グループには、それぞれの立場の経営者がいて、正直な感じ方や捉え方をまとめたということでした。

私は2014年から5年半の間、後継者として会社の舵取りをしてきました。今現在は、創業者として経営しています。
双方の立場を経験すると、その発表の意味が実感値として把握できました。

創業社長も後継社長も、経営の原理原則は同じだと思います。
ただ、それぞれが感じる苦労の種類は、それぞれで違うというのが、私が経験者として断言できることです。

後継経営者の組織施策がうまくいかない原因

私は、参加者の皆さんの発表を受けて、20分くらいの総括、かつ、ミニ講義をしました。
以下、講義の抜粋です。

会社の経営に必要なことは、次の3つ。
⑴目的・目標を掲げること
⑵事業の戦略を立てること
⑶実行する組織をつくること

これは創業者も後継者も同じですが、後継者の場合、
⑴は先代以前のものを変えないまま、
⑵も軌道に乗った事業を引き継いでいるため、改めて立案する必要もなく、
⑶の組織の粗探しをして、そこをテコ入れしている
ケースがほとんどです。

これまで300人以上の後継経営者と直接経営について話してきました。
クレドをつくって唱和している、幹部研修プログラムを導入した、新卒採用を始めた、などなど。
施策そのものを否定しているわけではありませんが、その8割方がうまくいっていない実態を見てきました。
その原因はどこにあるのか?

端的に言えば、目に見えている⑶ばかりに手をつけ、見えにくい⑵を疎かにし、信念・信条がなければカタチにできない⑴を放置しているから。
真っ先に取り組むべきは、後継社長が自身の信条を明確にして、⑴の目的・目標を自ら掲げることです。

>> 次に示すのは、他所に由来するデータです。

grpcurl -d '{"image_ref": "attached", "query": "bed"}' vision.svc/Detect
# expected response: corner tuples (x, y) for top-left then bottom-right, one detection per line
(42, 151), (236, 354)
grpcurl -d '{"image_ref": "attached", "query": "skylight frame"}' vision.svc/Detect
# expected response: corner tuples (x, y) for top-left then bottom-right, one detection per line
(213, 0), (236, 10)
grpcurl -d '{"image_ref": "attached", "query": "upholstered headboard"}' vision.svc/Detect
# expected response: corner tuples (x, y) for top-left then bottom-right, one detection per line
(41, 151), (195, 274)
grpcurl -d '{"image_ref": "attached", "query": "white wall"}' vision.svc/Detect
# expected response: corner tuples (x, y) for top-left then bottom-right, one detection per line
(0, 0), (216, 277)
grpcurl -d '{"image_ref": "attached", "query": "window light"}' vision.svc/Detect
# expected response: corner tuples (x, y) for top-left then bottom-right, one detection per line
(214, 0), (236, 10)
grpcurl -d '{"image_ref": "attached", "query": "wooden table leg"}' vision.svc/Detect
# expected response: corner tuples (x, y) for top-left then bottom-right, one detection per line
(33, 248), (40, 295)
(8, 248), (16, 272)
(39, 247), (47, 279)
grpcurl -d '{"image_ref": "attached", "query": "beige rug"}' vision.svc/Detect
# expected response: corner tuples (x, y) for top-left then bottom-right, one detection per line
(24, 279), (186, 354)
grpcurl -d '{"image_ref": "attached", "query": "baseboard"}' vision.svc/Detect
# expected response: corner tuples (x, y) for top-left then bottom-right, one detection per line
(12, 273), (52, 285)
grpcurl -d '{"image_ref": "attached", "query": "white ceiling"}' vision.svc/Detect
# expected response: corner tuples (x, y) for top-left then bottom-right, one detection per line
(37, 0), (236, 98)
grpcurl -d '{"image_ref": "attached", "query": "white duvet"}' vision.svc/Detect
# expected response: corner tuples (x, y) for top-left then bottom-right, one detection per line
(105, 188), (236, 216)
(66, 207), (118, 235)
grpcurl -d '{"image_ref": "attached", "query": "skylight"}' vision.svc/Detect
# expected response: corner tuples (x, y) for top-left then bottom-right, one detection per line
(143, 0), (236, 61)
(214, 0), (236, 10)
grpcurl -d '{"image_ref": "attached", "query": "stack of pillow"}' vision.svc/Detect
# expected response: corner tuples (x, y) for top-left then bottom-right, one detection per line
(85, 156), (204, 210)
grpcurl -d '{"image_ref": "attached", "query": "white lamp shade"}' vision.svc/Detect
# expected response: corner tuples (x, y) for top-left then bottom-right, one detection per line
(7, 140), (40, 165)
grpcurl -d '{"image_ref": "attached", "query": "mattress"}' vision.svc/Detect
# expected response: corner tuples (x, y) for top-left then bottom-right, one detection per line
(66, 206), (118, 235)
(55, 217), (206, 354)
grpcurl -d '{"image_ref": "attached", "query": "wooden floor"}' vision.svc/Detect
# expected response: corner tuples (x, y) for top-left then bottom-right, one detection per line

⑴を明確にしたうえで、それに沿った⑵の戦略を立案し、最後に、それらの事業を実行するために必要な⑶の組織をつくり上げる、という順番です。
上から順番に下に降りてくる、というイメージです。

8割方がうまくいっていないのは、後継者の信条がないのか、言葉になっていないだけなのか、また、当然、自分で商売(事業)をつくってこなかったので、組織から着手してしまう。
このような悪循環に陥ってしまうのです。

⑴の目的や⑵の戦略は創業者“仕様”になっているのに、⑶の組織や社員に求めるものだけ後継者“仕様”になっているため、ミスマッチを起こしてしまうのではないか、というのが私の結論です。
ほとんどの創業者は、⑴から順番に考えていきます。⑴や⑵は変えられないもの、タブーだと思って手をつけないのが、後継経営者が陥りがちな罠になります。

以上、こんなことを伝えました。

先代以前のものをそっくりそのまま守り続けて会社を潰すよりも、後継者の責任において変えるものを積極的に変えて、引き継いだ会社を成長させるべき!
というのが私の持論です。

もし今回お話した内容に少しでも該当する後継経営者がいらっしゃれば、まずは自分の信条・信念を言葉にすることから始めてみましょう!